Finding Canada’s Deepest Cave

A group of volunteer spelunkers has discovered the deepest cave in Canada. The team spent a week underground earlier this year, painstakingly mapping the 5.3km long, 670m deep cave.

The Bisaro Anima cave was first discovered in 2012 just north of Fernie, British Columbia, by mechanical engineer Jeremy Bruns. He and his father were on an expedition to check out caving opportunities in the area when they discovered a small crack in the ground. The narrow opening led into what appeared to be a huge cave system below.

“We’re finding new ways to climb mountains, but we’re not finding a lot of new mountains. We’re finding new caves all the time.” Bruns hopes his discovery will encourage more people to get in to caving. Photo: Jared Habiak

Bruns’ discovery led to the formation of the multi-year Bisaro Plateau Project. The cave’s remote location means that access is only possible via helicopter. Nevertheless, teams of cavers have made 10 separate trips to Bisaro Anima in order to help map out the cave. Their 2016 expedition eventually ran out of rope and bolts while trying to discover a limit to the cave’s depth. They returned in October 2017 with more equipment, only to discover a sump (flooded passage) 655m down.

The discovery meant a whole new set of logistical challenges. In order to continue to map the cave, they needed to get scuba equipment down to the sump. For this purpose, in early 2018, they organized their largest expedition to date, led by the president of the Alberta Speleological Society, Kathleen Graham.

Graham and Bruns were joined by Vlad Paulik, Colin Massey, Jason Lavigne, Jared Habiak, Mehdi Boukhal, Christian Stenner, and Jérôme Genairon. To get their scuba equipment down to the sump, the team set up three camps during their descent, and spent a week underground in perpetual darkness. Graham described their disorientating week underground as, “like hanging out in a refrigerator. It’s 100% humidity, 2oC, cold and dark.”

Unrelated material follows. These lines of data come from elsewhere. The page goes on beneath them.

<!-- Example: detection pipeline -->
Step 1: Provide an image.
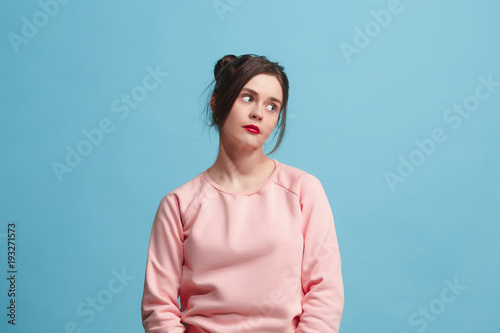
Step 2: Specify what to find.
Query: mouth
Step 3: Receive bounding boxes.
[242,125,260,134]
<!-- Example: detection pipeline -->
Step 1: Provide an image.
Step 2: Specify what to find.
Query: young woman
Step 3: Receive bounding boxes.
[141,55,344,333]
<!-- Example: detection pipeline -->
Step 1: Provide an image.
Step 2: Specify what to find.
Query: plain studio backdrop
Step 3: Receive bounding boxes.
[0,0,500,333]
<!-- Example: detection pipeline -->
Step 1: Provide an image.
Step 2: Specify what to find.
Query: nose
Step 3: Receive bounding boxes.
[250,104,262,121]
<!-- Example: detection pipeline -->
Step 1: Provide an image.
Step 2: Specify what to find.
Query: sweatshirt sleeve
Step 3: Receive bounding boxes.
[296,175,344,333]
[141,194,185,333]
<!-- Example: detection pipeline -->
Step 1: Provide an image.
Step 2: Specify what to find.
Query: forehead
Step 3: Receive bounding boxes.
[243,73,283,100]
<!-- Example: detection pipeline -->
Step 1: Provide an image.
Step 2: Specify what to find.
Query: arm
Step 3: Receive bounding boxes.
[141,194,185,333]
[296,175,344,333]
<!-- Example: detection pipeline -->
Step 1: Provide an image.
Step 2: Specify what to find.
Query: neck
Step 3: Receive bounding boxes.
[208,139,274,187]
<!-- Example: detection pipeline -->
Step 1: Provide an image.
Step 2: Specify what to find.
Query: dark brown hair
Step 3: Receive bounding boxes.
[207,54,289,155]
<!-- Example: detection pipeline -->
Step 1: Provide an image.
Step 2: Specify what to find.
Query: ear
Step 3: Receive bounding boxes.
[210,94,215,112]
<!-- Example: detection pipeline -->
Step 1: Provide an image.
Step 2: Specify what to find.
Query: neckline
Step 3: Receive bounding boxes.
[202,159,281,196]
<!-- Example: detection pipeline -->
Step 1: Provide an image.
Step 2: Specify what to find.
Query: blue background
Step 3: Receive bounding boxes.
[0,0,500,333]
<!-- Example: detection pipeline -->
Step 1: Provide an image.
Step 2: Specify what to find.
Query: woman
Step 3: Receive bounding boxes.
[141,55,344,333]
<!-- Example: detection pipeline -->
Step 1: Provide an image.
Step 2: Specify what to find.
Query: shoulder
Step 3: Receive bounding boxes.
[161,172,208,211]
[275,162,323,197]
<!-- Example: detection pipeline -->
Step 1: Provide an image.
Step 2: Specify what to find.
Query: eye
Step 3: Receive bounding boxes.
[267,104,278,112]
[243,95,253,103]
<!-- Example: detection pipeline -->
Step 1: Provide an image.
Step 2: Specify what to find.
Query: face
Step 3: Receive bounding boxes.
[220,74,283,149]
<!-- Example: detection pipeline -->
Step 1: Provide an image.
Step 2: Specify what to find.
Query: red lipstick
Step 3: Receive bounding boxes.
[243,125,260,134]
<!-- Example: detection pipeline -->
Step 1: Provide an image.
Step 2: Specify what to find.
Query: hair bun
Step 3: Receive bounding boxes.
[214,54,237,80]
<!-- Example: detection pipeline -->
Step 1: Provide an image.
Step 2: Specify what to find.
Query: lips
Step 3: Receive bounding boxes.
[243,125,260,134]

Though the majority of their equipment survived the descent, only one of their two oxygen tanks made it to the sump intact, forcing Graham to work quickly to conserve the little oxygen available. She was able to dive to a depth of 15m, confirming that Bisaro Anima’s total depth was at least 670m. This was enough to clinch the title of Canada’s deepest cave, formerly held by the 655m-deep Heavy Breather system, also near Fernie, B.C.

The expedition was made up entirely of volunteers. Photo: Jeremy Bruns

While diving in the icy waters, Graham observed a tube that reached even deeper underground, but with scant oxygen she was unable to explore further. Graham plans to return to the tube in the future. At nearly half a mile below the earth’s surface, both the dive and the return descent will be technical, but Graham is excited to see how much further the sump and the cave extend. The next expedition is already in the works, likely for this autumn, when cooling temperatures will make descending and camping slightly easier than during wet summer conditions.